I think it is fine to keep using it in the relational database in the current manner, but hopefully we will find a representation in the ontology that everyone in our group can be satisfied with.

With that said I am curious as to the group's thoughts on this recent suggestion:

justgo129 commented 8 years ago

:+1:

bduggan commented 8 years ago

Recent discussions have given me the impression that modeling the activity of a model run is probably not useful at this point. Running a model is a complex and distributed effort, and not a rabbit hole that is worth going down at this point.

rewolfe commented 8 years ago

I agree. The most important thing to capture is the model run output information. The same information as what we capture for our other (observational) datasets.

On Mon, Aug 31, 2015 at 12:36 PM, Brian Duggan notifications@github.com wrote:

Recent discussions have given me the impression that modeling the activity of a model run is probably not useful at this point. Running a model is a complex and distributed effort, and not a rabbit hole that is worth going down at this point.

— Reply to this email directly or view it on GitHub https://github.com/USGCRP/gcis-ontology/issues/17#issuecomment-136423466 .

Robert Wolfe, NASA GSFC @ USGCRP, o: 202-419-3470, m: 301-257-6966

zednis commented 8 years ago

OK, are we ok with keeping gcis:ModelRunOutput as the class to represent the model run output with superclasses gcis:Dataset and prov:Entity?

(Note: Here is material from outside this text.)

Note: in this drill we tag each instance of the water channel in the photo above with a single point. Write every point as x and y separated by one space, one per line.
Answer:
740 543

bduggan commented 8 years ago

On Monday, August 31, Stephan Zednik wrote:

OK, are we ok with keeping gcis:ModelRunOutput as the class to represent the model run output with superclasses gcis:Dataset and prov:Entity?

Sure.

Brian

justgo129 commented 8 years ago

:+1:

justgo129 commented 8 years ago

@zednis please feel free to proceed with preparing the pull request.

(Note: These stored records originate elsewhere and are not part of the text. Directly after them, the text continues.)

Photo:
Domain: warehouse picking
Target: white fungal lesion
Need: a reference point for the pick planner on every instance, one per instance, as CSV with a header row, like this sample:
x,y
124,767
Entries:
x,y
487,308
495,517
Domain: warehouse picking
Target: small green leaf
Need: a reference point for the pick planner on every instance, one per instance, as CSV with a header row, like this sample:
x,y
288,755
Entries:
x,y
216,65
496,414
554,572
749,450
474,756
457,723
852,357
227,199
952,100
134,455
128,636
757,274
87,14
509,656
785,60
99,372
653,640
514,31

zednis commented 8 years ago

This is what is currently in the ontology:

gcis:ModelRun a owl:Class ;
    rdfs:label "Model Run" ;
    rdfs:comment "An activity of running a model." ;
    rdfs:subClassOf prov:Activity .

gcis:ModelRunOutput a owl:Class ;
    rdfs:label "Model Run Output" ;
    rdfs:comment "Results generated by running a model." ;
    rdfs:subClassOf prov:Entity, gcis:Dataset . 

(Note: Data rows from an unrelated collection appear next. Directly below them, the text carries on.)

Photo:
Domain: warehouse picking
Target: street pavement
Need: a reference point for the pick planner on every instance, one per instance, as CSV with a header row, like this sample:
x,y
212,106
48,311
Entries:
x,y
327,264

Should the pull request be to rename gcis:ModelRun to gcis:ModelRunExecution or to simply remove it?

I will leave gcis:ModelRunOutput as it is.

justgo129 commented 8 years ago

I'll defer to @rewolfe.

rewolfe commented 8 years ago

I vote that we drop ModelRunExecution. We can still use the more general Activity class if we decide to capture information about the specific instance of a model run execution.

On Thu, Sep 3, 2015 at 10:01 AM, justgo129 notifications@github.com wrote:

I'll defer to @rewolfe https://github.com/rewolfe.

— Reply to this email directly or view it on GitHub https://github.com/USGCRP/gcis-ontology/issues/17#issuecomment-137459198 .

Robert Wolfe, NASA GSFC @ USGCRP, o: 202-419-3470, m: 301-257-6966

zednis commented 8 years ago

OK, I will submit a pull request that drops ModelRunExecution.

edit - Actually ModelRunExecution was never added as a class, it was a proposed rename of ModelRun. I think the suggestion to remove the model run activity subclass still holds so I have prepared #145 which removes the current gcis:ModelRun class.

zednis commented 8 years ago

I believe this ticket is ready to be closed.

justgo129 commented 8 years ago

Thanks, @zednis. Closed #17 due to merged #145.